>Racconti
Di altri uomini e di altre donne
di X

La disgregazione procede a passo spedito, ma la distruzione morale che si sta diffondendo per le strade della Città non è che una delle tante manifestazioni dell'unica Signora suprema e incontrastata delle nostre anime: la Morte. Essa e l'Amore rivestono in questa danza onirica i ruoli complementari del bene e del male. La linea di confine tra le due condizioni è molto labile anche alla percezione dell'occhio più esperto.

I primi tempi, ancora inesperto e disorientato dal mio nuovo stato esistenziale, vagavo per le strade senza la benché minima idea di un metodo, in cerca solo di giovani prede per appagare la mia sete e sedare momentaneamente la dipendenza. Passavo i miei giorni nell'ignavia più completa, inerte, in attesa della sera per intraprendere l'arduo processo di reversione che mi avrebbe permesso di strappare le mie macerie fisiche e spirituali dalla morsa deteriorante dell'entropia. Smisi di mangiare, il sonno divenne un dormiveglia delirante affollato di visioni da incubo. Funzioni fisiologiche quasi azzerate. Vivevo in attesa del mio momento di soddisfazione: la dose quotidiana di emozioni ed emoglobina.

A volte mi capitava una fanciulla, altre una bambina, ma non di rado mi imbattevo in donne ormai mature: i loro corpi recavano già i primi segni dell’imminente disfacimento, ma io avevo bisogno di colmare un vuoto. Il contagio era in cerca di manovalanza, per cui non si lasciò intenerire dalla debolezza fisica. La transizione dall'originale caducità umana all'eternità della dannazione produce i suoi effetti positivi anche sui corpi, oltre che sulle menti. Condensata in un presente immortale, la nostra vita è immobilizzata nell'attimo, paralizzata nell'intersezione paradossale e incomprensibile dell'eternità con il tempo. L'adempimento alla causa comporta l'immunità al deterioramento.

Con il tempo, imparai a discernere le diverse sfumature nella policroma varietà della dipendenza che era assurta a mia missione. Cominciai ad apprendere i principi che si celavano alle sue basi, a comprendere l'unicità e la singolarità della nostra esistenza. L'uomo non è un essere malvagio perché propende al male, l'uomo fa del male perché è un essere intrinsecamente malvagio. Questa verità mi schiuse gli occhi: io ero una reazione all'antico modo d'essere, al mio vecchio me stesso, il mio fine era arginare il dilagare della follia innescata da secoli di oscurantismo e coercizione. L'uomo nuovo doveva trovare la sua nuova via al di là del bene e del male: la mia missione sarebbe ora divenuta esplorare quei territori sconfinati e così poco conosciuti.
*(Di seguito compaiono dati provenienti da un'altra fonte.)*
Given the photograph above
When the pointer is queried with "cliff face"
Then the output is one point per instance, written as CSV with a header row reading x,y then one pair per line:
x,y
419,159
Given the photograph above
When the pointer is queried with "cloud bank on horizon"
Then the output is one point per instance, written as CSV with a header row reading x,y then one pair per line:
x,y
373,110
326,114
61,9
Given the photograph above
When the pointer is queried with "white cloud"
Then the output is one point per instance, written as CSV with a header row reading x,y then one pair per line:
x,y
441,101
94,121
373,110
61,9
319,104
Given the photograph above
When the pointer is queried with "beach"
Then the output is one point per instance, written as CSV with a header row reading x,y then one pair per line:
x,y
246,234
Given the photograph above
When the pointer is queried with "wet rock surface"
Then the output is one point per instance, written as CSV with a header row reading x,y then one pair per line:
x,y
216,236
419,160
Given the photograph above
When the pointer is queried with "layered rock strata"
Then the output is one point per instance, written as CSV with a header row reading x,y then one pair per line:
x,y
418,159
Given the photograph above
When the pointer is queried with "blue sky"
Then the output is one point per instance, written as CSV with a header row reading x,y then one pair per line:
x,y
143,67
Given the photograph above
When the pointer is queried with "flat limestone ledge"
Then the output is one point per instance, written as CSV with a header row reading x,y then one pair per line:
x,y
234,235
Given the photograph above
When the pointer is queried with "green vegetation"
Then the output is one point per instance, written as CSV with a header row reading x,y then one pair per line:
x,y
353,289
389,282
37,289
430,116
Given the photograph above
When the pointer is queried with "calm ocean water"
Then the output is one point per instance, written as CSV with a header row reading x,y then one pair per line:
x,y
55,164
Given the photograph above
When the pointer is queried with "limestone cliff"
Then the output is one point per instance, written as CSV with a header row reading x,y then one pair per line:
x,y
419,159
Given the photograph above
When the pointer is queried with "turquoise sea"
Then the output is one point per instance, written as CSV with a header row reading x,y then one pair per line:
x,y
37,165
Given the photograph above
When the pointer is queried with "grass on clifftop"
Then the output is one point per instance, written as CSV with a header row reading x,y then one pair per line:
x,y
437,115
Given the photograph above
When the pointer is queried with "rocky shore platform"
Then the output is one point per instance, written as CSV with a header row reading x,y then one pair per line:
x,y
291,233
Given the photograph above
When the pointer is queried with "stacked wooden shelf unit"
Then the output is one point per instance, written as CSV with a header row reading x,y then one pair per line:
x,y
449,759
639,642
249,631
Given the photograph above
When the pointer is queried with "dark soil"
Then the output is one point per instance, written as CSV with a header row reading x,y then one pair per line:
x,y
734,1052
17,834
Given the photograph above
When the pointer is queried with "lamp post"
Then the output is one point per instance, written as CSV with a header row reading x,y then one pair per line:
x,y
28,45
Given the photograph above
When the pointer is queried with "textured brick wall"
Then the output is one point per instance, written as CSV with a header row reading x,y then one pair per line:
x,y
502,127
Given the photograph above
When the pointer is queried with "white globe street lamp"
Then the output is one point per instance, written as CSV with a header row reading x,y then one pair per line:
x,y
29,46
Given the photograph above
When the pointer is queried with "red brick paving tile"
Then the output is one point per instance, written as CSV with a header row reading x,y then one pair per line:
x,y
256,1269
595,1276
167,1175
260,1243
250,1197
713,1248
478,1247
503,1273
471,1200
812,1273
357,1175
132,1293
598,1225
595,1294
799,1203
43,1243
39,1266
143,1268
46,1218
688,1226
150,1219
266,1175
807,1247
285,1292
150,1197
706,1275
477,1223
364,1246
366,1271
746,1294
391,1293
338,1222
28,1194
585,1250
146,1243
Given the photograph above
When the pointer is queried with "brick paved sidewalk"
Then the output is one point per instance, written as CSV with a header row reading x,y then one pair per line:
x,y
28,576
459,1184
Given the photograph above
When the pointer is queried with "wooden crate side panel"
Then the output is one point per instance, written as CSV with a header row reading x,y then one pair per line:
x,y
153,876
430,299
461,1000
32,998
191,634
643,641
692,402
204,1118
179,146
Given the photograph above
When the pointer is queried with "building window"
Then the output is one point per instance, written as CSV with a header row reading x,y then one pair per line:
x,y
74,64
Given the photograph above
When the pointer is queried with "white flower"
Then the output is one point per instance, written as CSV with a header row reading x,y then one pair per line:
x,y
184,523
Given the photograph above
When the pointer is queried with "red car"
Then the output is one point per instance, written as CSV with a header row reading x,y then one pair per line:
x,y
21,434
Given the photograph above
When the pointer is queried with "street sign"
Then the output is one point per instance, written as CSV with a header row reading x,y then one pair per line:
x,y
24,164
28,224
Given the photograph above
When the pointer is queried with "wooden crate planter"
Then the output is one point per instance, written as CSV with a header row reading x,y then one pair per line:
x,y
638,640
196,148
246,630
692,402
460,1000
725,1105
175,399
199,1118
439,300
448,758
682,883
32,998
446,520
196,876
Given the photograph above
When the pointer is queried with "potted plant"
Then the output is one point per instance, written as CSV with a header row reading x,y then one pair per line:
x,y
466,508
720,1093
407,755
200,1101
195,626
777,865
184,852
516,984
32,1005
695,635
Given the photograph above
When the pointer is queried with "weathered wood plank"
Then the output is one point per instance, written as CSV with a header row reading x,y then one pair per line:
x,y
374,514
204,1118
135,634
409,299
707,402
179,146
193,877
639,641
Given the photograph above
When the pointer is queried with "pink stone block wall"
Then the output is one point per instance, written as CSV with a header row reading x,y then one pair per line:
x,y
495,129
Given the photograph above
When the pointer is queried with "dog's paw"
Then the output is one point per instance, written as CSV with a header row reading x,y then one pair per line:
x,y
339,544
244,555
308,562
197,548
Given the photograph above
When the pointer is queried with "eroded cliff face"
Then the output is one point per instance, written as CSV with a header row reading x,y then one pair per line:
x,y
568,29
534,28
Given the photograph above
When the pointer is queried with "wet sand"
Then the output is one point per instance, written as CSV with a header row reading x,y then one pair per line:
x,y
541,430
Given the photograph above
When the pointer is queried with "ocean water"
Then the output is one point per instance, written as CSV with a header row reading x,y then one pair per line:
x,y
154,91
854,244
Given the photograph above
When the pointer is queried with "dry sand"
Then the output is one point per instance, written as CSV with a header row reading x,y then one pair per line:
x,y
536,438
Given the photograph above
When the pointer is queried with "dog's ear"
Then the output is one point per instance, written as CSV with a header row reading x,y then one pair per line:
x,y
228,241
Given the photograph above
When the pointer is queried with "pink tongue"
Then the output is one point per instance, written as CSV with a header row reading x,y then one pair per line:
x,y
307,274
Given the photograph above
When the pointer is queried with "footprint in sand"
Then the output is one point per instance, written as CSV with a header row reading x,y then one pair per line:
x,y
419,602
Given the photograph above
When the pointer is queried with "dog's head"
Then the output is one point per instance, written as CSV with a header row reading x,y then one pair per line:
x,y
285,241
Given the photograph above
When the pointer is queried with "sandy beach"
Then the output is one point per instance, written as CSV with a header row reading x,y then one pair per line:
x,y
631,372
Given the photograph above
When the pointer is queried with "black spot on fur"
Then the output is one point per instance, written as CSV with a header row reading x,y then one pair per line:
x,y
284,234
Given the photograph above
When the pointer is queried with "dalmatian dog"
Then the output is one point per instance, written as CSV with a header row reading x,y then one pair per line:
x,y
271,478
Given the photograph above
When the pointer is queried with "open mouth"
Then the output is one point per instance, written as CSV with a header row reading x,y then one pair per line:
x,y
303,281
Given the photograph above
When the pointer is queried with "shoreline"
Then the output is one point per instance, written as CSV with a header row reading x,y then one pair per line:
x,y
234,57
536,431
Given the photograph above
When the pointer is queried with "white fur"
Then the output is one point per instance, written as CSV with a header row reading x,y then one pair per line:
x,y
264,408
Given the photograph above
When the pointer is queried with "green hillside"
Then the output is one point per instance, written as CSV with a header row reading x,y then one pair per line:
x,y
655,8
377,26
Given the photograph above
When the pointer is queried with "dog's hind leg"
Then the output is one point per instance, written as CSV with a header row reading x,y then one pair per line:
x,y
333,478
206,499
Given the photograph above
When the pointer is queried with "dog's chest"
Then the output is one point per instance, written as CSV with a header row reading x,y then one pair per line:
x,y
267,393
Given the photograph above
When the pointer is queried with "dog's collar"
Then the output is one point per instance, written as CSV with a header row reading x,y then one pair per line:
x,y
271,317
Maturata questa consapevolezza, compresi anche la necessità di impormi una disciplina. Imparai così l'astinenza, e trovai il mio posto nella società. Integrazione, la si sarebbe potuta definire: forte della mia accresciuta coscienza, il ritorno non presentò particolari ostacoli.

L'illuminazione mi aveva toccato, ma non ritenevo opportuno metterne a parte il resto del mondo. Avrei vissuto per me e per me soltanto, cercando di elevarmi al di sopra della rigida distinzione tra l'uomo e la nuova specie che si andava profilando all'orizzonte, mantenendo sotto scrupoloso controllo le pulsioni più primitive.

Certo, di tanto in tanto scampoli della mia natura emergevano dall'abisso orrido e informe in cui m'ero industriato a seppellirli – la mancanza di Jade, l’assenza del suo profumo inebriante, il bisogno di averla diventavano insopportabili – e allora uscivo di notte in cerca di lei, di tracce della sua presenza. L'inutilità dei miei sforzi giungeva a compimento nella frustrazione, e la frustrazione non di rado scatenava autentici momenti di follia. L'ultima volta ho dissanguato dodici ragazze in una sola notte, ma il brivido che ne ho ricavato non è stato nemmeno lontanamente confrontabile all'asprezza drammatica e all'intensità celestiale che avevano segnato il momento puramente estatico della Conversione. È stato dinanzi all'ultimo corpo – ormai in lento raffreddamento dopo che, insaziabile e famelico, l'avevo riconsegnato per sempre all’inesorabilità dei processi entropici – che ho preso la mia decisione, e questa volta temo si tratti di una scelta definitiva. La prima e l'ultima della mia vita, ispirata da un volto di porcellana composto in una illusione di beatitudine.

Lascerò che il cosmo ostile rivendichi il suo antico dominio sulle mie funzioni, mi abbandonerò al suo abbraccio disgregatore, scivolerò lentamente nel caos dell’universo. Vivere la morte dell'Io, sarà il mio antidoto alla disperazione.